Tuesday briefing and open thread

“One of the challenges that we will have – I’m being very clear about this – is I doubt we have a lot of companies coming forward to say that right to work was the major reason they came to Michigan because they’re going to be concerned about people simply protesting them … So this is a case where we’ll have data, but I don’t think you’re going to find a lot of instances of companies being very public about it … they’re going to be worried that they’re simply going to become a target for the same kind of protests that I’m seeing.” ~ Governor Snyder

So that’s Governor Snyder telling you that he really is a data driven nerd, and if only you could have access to the same secret data he has, you would really appreciate him.

The Detroit Free Press asks when Snyder’s wager will pay off:

So where have business tax savings gone so far? Definitely not into hiring.

… the business tax cuts came with no built-in accountability or analysis to show whether they’re driving job creation, and whether those new jobs are sufficient to balance out the pain from the cuts made to support them.

But the notion that a massive tax cut would quickly draw sufficient business to swell the state’s economy was exaggerated, at best. So, too, is the expectation that residents at the lowest ends of the socioeconomic scale will weather more hardship indefinitely while new jobs trickle in.

There’s a lot more worth reading in that article.

Remember those two little bits. They’re going to come up later in another post.


These next two pieces showcase how unwilling Republicans are to accept the modern America.

First, Rick Santorum. It hurts.

Here’s more from Wonkette and the first piece from Think Progress.

And here’s Jason Gillman on the homos:

Never in my life would I have imagined a presidential inauguration that contained reference to those with specific sexual proclivities as a class worthy of ‘equal rights’.

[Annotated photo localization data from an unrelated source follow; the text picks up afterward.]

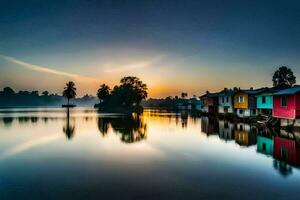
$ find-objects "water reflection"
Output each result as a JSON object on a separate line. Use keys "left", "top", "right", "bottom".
{"left": 218, "top": 120, "right": 235, "bottom": 141}
{"left": 63, "top": 108, "right": 75, "bottom": 140}
{"left": 201, "top": 117, "right": 219, "bottom": 136}
{"left": 1, "top": 109, "right": 300, "bottom": 199}
{"left": 97, "top": 114, "right": 147, "bottom": 143}
{"left": 2, "top": 117, "right": 14, "bottom": 127}
{"left": 234, "top": 123, "right": 257, "bottom": 146}
{"left": 1, "top": 109, "right": 300, "bottom": 175}
{"left": 200, "top": 116, "right": 300, "bottom": 176}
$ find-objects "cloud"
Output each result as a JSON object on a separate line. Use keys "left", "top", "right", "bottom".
{"left": 0, "top": 54, "right": 99, "bottom": 82}
{"left": 104, "top": 55, "right": 164, "bottom": 73}
{"left": 0, "top": 135, "right": 61, "bottom": 160}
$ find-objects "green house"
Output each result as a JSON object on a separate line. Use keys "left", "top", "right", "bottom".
{"left": 256, "top": 88, "right": 277, "bottom": 115}
{"left": 257, "top": 136, "right": 273, "bottom": 156}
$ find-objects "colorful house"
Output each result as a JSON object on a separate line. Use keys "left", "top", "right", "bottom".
{"left": 234, "top": 123, "right": 257, "bottom": 146}
{"left": 256, "top": 88, "right": 277, "bottom": 115}
{"left": 200, "top": 92, "right": 219, "bottom": 114}
{"left": 187, "top": 97, "right": 201, "bottom": 111}
{"left": 218, "top": 88, "right": 235, "bottom": 114}
{"left": 200, "top": 94, "right": 209, "bottom": 113}
{"left": 257, "top": 136, "right": 273, "bottom": 156}
{"left": 272, "top": 86, "right": 300, "bottom": 120}
{"left": 234, "top": 88, "right": 265, "bottom": 118}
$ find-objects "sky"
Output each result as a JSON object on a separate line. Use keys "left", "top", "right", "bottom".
{"left": 0, "top": 0, "right": 300, "bottom": 97}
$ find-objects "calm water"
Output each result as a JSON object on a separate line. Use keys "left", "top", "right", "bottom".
{"left": 0, "top": 108, "right": 300, "bottom": 200}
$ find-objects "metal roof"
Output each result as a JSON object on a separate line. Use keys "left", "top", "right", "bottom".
{"left": 238, "top": 88, "right": 267, "bottom": 95}
{"left": 273, "top": 86, "right": 300, "bottom": 95}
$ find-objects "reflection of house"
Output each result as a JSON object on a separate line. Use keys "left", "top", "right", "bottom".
{"left": 234, "top": 88, "right": 265, "bottom": 118}
{"left": 201, "top": 117, "right": 209, "bottom": 133}
{"left": 218, "top": 120, "right": 234, "bottom": 141}
{"left": 234, "top": 123, "right": 257, "bottom": 146}
{"left": 273, "top": 86, "right": 300, "bottom": 120}
{"left": 257, "top": 136, "right": 273, "bottom": 156}
{"left": 273, "top": 136, "right": 300, "bottom": 166}
{"left": 218, "top": 88, "right": 235, "bottom": 114}
{"left": 201, "top": 117, "right": 218, "bottom": 136}
{"left": 200, "top": 92, "right": 219, "bottom": 114}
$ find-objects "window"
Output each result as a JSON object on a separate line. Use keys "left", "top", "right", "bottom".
{"left": 226, "top": 97, "right": 229, "bottom": 103}
{"left": 281, "top": 96, "right": 287, "bottom": 107}
{"left": 238, "top": 96, "right": 244, "bottom": 103}
{"left": 262, "top": 143, "right": 266, "bottom": 151}
{"left": 262, "top": 96, "right": 266, "bottom": 104}
{"left": 222, "top": 97, "right": 224, "bottom": 103}
{"left": 239, "top": 124, "right": 243, "bottom": 131}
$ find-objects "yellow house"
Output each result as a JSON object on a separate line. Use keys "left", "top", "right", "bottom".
{"left": 233, "top": 88, "right": 265, "bottom": 118}
{"left": 234, "top": 92, "right": 248, "bottom": 109}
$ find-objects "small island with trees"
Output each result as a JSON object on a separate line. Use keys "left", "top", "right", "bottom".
{"left": 94, "top": 76, "right": 148, "bottom": 114}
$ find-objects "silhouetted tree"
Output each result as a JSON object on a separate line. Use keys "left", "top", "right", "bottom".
{"left": 119, "top": 76, "right": 148, "bottom": 106}
{"left": 3, "top": 87, "right": 15, "bottom": 95}
{"left": 42, "top": 91, "right": 49, "bottom": 96}
{"left": 31, "top": 91, "right": 39, "bottom": 96}
{"left": 63, "top": 81, "right": 77, "bottom": 105}
{"left": 97, "top": 84, "right": 110, "bottom": 102}
{"left": 181, "top": 92, "right": 188, "bottom": 99}
{"left": 272, "top": 66, "right": 296, "bottom": 87}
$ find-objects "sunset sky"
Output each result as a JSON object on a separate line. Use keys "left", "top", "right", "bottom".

“Our journey is not complete until our gay brothers and sisters are treated like anyone else under the law”

Uhh..

First, one needs to ask how does the law treat them differently?

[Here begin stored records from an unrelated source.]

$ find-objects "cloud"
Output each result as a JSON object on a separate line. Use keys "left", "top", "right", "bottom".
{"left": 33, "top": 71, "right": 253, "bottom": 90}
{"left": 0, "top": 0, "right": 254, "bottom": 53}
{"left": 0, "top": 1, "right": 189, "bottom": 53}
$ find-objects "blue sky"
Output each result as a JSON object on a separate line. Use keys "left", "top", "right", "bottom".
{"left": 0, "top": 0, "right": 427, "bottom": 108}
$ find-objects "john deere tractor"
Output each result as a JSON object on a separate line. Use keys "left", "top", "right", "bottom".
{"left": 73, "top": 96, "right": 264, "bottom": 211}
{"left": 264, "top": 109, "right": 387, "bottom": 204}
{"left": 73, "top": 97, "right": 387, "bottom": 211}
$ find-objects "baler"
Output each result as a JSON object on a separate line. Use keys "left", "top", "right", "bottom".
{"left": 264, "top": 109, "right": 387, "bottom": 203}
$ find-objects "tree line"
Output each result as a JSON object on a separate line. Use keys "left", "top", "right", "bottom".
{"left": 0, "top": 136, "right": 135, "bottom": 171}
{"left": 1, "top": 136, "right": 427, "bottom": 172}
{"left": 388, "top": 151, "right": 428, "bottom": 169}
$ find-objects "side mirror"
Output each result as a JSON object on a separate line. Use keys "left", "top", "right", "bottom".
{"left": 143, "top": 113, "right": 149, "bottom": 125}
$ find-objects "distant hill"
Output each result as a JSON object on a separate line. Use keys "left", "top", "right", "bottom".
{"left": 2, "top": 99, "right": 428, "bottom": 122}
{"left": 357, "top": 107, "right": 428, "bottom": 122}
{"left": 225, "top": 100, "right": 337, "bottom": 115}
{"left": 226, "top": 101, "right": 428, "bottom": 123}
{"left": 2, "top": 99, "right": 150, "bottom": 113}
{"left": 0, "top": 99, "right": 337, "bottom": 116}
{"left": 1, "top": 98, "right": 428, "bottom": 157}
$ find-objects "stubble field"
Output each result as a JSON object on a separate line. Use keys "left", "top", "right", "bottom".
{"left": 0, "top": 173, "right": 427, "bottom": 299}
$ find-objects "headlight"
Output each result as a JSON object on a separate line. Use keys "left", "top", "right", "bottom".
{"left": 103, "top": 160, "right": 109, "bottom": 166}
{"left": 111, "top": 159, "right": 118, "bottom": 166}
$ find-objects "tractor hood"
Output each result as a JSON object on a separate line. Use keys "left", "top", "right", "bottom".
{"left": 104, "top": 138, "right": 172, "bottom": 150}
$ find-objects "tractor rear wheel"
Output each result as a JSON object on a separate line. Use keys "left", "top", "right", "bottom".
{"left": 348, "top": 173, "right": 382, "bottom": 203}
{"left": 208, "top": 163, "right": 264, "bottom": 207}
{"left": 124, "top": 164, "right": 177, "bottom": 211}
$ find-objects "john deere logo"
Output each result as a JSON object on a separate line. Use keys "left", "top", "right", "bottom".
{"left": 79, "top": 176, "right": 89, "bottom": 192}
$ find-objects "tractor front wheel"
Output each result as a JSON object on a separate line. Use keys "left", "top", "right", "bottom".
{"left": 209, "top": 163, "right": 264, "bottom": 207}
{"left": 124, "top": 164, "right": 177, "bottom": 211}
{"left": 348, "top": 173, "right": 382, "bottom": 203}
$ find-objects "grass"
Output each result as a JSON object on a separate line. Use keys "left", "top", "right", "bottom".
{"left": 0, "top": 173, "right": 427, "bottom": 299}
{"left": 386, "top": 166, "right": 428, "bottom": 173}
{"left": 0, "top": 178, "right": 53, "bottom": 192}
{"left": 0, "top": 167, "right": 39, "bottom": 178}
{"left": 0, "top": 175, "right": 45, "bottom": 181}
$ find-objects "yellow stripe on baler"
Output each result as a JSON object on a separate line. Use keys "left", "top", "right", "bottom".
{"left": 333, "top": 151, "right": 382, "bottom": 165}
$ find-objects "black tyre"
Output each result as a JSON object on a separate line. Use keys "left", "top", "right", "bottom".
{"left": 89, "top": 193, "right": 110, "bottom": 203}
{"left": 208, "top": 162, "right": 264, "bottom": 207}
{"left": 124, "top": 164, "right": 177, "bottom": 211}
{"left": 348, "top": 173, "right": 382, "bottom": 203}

To my friends in the “gay” community:

You have the same rights we all do.

I’m guessing Jason is thinking about the fact that gay people have the same right as the morally superior heteros, to marry someone Jason approves of. Yes, gays have that right. In some states the homos even have the right to marry each other, which Jason does not approve of. But here in Michigan the law would not recognize that marriage the way that it recognizes a marriage that Jason approves of. So that would be one way in which his friends in the “gay” community do not have the same rights as everyone else.

[aside: I do not know why "gay" is in quotes]

Next I’d talk about that military stuff, but “Don’t Ask Don’t Tell” was repealed almost 18 months ago! Seems like a lifetime. Still the homo spouses are certainly not treated the same as the spouses that Jason approves of.

But I quibble, and I don’t want to pick on Jason so much as the position he represents. I actually kinda like Jason. (unguarded moments) But the fact that Jason Gillman thinks this way is important because he’s one of the young opinion leaders in the Michigan GOP, and his position is out of line with America.

A modern America believes that we can make our society safer by taking murder weapons that have no legitimate function other than mass destruction, out of our communities. A modern America believes in legal equality for all citizens, not just the ones who act in accordance with Jason’s preferences. That is why a modern America keeps marching forward, and Republicans are so desperate to rig elections. There is no place in modern America for the modern Republican’s policy preferences.

Here’s more on that, from a conservative:

“William F. Buckley in the 1960s at some point had to start defining the boundaries of conservatism,” Scarborough explained to NBC’s David Gregory. “He went after the John Birch Society, Ayn Rand, George Wallace. That has to happen again with this party because it’s getting smaller and smaller.”

“In this debate, we actually have conservative thinkers, talking about Ronald Reagan being a RINO — a Republican in name only — because he supported an assault weapons ban. They keep pushing themselves closer and closer to the cliff.”

“But I just have to say one other really important point, because I made a mistake over the past month talking about how Republicans have also won a majority in the House,” he continued. “We actually got a minority of votes nationwide in House races.”

“It was just gerrymandering from 2010 that gave us the majority.”

Oh and here are some gun appreciation day casualties.

Malia and Sasha: Tots Adorbs.

Census Daily Tuesday, January 22nd. An innovation in product packaging — and a staple of TV advertising — is having its 78th anniversary this week. The first canned beer was put on sale in 1935 as a marketing test in Richmond, Virginia, by the Gottfried Krueger Brewing Company of Newark, New Jersey. Experiments with putting beer in cans had taken place as early as 1909 but the technology of the time couldn’t stop the beer from interacting negatively with the metal of the can. Prohibition delayed further development. By the late ’60s, canned beer sales exceeded that for bottled beer. There are 523 beer brewing establishments in the U.S., employing nearly 25,000 people.